Над воротами моего дома красовалась надпись: «САД НАСЛАЖДЕНИЙ ЯН ГУЙФЭЙ».
В моей долгой повести пора, наконец, поставить точку, но я просто не знаю, как это сделать — потому что в самой жизни я этой точки не вижу и, надеюсь, мои глаза увидят ее лишь в самое последнее мгновение, и никто не успеет заметить в них страх.
Даже мертвые никуда не уходят, пока они остаются в нашей памяти, — а я до сих пор ясно вижу лица героев этой повести моей жизни. Зарезанный Рокшан, чьего настоящего имени в империи так никто и не знает — он остался Ань Лушанем. Застреленный господин Чжоу, который играл в го на слишком многих досках. Но, впрочем, большинство из них живы. Действительно, видимо, ставший бессмертным Светлый император так и обитает в своих павильонах в углу столичного дворца. Молодой император и его непобедимая супруга все еще воюют на неспокойном севере. Не знаю, в военном или гражданском облачении, но где-то служит, наверное, храбрый Цзя Дань. Отдыхает в своем самаркандском домике мудрый Юкук. Я думаю о них, я помню их всех.

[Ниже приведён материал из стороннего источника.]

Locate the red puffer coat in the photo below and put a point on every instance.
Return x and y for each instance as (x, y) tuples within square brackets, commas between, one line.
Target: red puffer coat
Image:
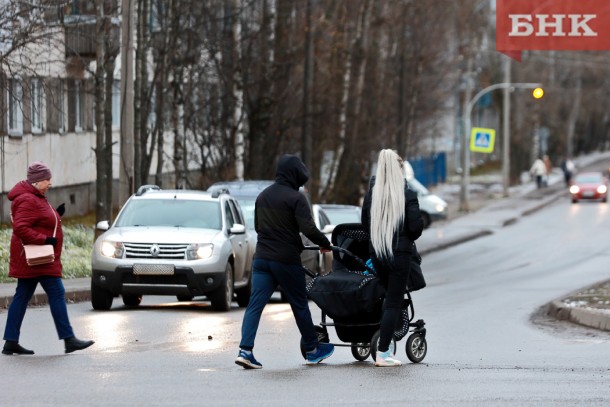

И только одного человека я не то чтобы не вспоминал — скорее изо всех сил старался забыть. Но он мне этого не позволил.
Дело было жарким вечером, когда я вернулся домой после бурного разговора на лежанках у Сангака о странных и очень неплохо вооруженных людях, засевших на острове Хайнань всего в нескольких днях пути от устья Жемчужной реки. Я слушал одно за другим донесения, что возглавляющий этих ребят некий Фэн Жофан на самом деле перс, то есть настоящий мореход. А также, что его окружает целая толпа персидских и других рабов, что на его грандиозных пирах жгут только чистый ладан, который стоит целое состояние. А также мнение Амихрамана, что просто нельзя позволить, чтобы теперь уже новые наши торговые пути на Запад контролировала какая-то банда пиратов неизвестной численности, руководимая неизвестно кем, имеющим неизвестные намерения. Нужно послать кого-то на остров с визитом вежливости (монаха? покупателя рабов? продавца благовоний?), а затем, кто знает, и снарядить туда хорошо вооруженный отряд, говорил он. Сангак молчал, но с сомнением крутил мощной головой.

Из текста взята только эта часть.